The financial forecast for millennials in 2015 does not look promising. It seems this headline has run across at least a dozen or so newspaper and magazines over the past year. At times it can be hard to see the light at the end of the tunnel. Not only are there fewer jobs available in today's economic marketplace, but millennials are plagued with a mountain of debt unheard of to their parents and grandparents before them.
The problem has gotten so bad that student loan debt has now risen up the ranks to become the single largest form of consumer debt, surpassing even credit cards. The average grad has about $35,000 in student loans. Tack on an additional $7,800 in credit card bills and what you'll likely be left with is an incessant headache. With so many pressing bills it may be difficult to decide which one to tackle first. Take an honest look at your financial situation before reading over these next few financial strategies. With due diligence and the right techniques in mind you can rise out of your financial abyss and come out on top.
Student Loan Debt-A Closer Look
Student loans, in theory, are an investment in your career and future earnings. For this reason, Uncle Sam makes it a point to reward individuals pursuing higher education by allowing them to deduct the interest paid on their loans throughout the course of the year. In addition to that, they typically have a much lower interest rate than their credit card counterparts (which may initially have low APRs but then grow to astronomical rates). Conversely, student loans have some less than favorable characteristics. You're debt-to-income ratio may be severely impacted by high student loan balances since you'll most likely be making a lower starting salary post grad.

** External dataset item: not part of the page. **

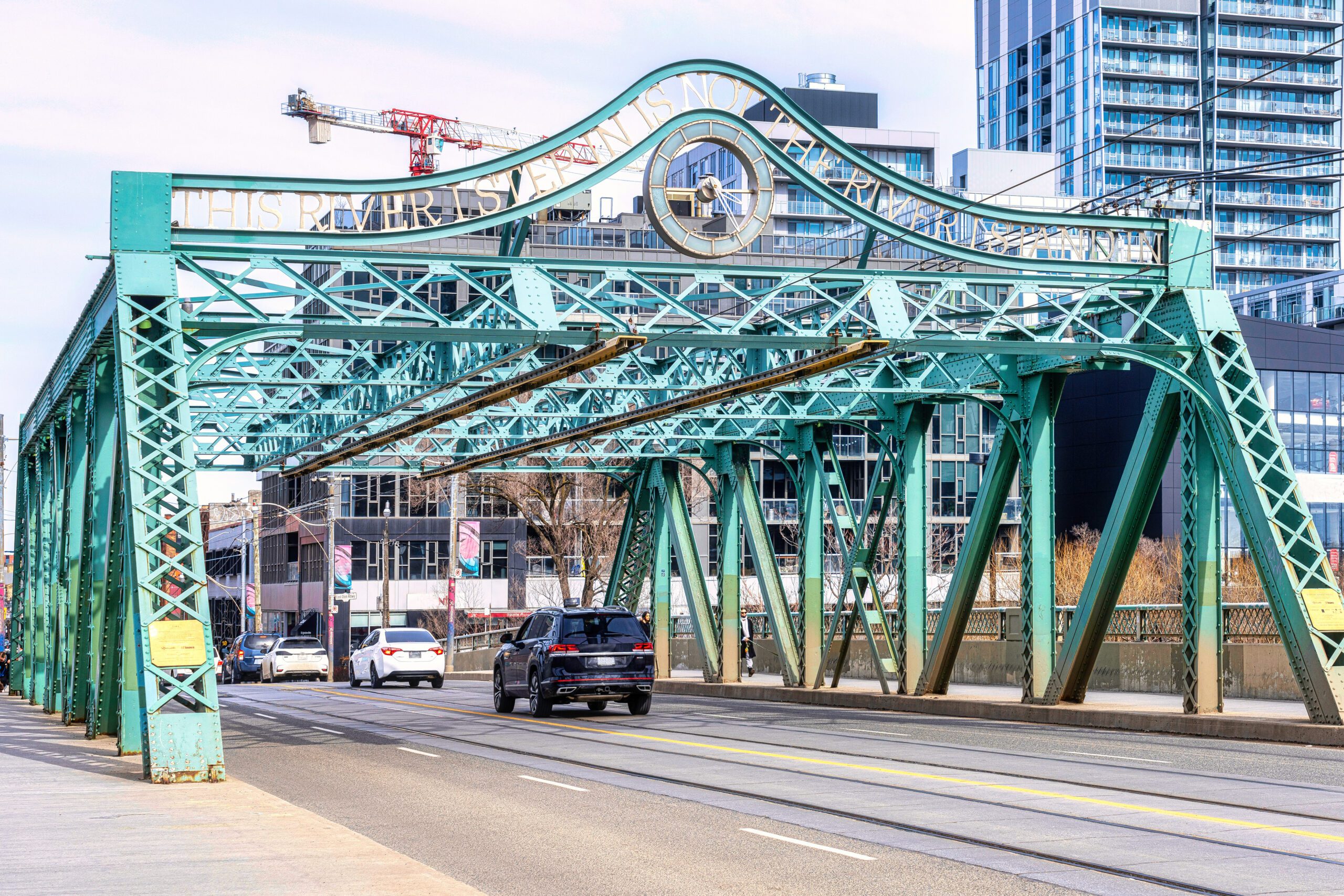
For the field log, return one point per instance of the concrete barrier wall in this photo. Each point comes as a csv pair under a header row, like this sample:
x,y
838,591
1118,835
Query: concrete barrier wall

The final point that's worth mentioning has some weight behind it. Student loans are forever. How long is forever? Unlike other forms of debt, federally insured loans and privately owned student loans cannot be wiped out with a bankruptcy filing. So they're yours through thick and thin!
Examine Your Individual Situation
Now that you have a basic understanding of student loans, you're probably thinking you should pay them off ahead of everything else. In most cases, the answer to that is yes but what you really need to evaluate are the interest rates. If you have a federally backed loan with a low interest rate held next to a credit card with an outrageously high APR, then start a payment schedule to diminish your credit card debt first. If on the other hand you took out a privately subsidized student loan that had a high interest rate, then you'd probably be better off starting there. Again, it all depends on the terms of your borrowings-there is no 'one size fits all answer' to this dilemma.
Prior to selecting one over the other, take the time to explore some of your other options. For example, a handful of federally backed loans allow you the option to temporarily lower your payment responsibility based on your current earnings or income and even defer payments sans interest. You may end up paying more interest over time by utilizing one of the deferment options; however, it could give you flexibility with your cash flow to pay those higher credit card balances.
Always take a cautious approach to loans and other forms of borrowings. Every individual's needs differ so it's important to select the route that works best for you.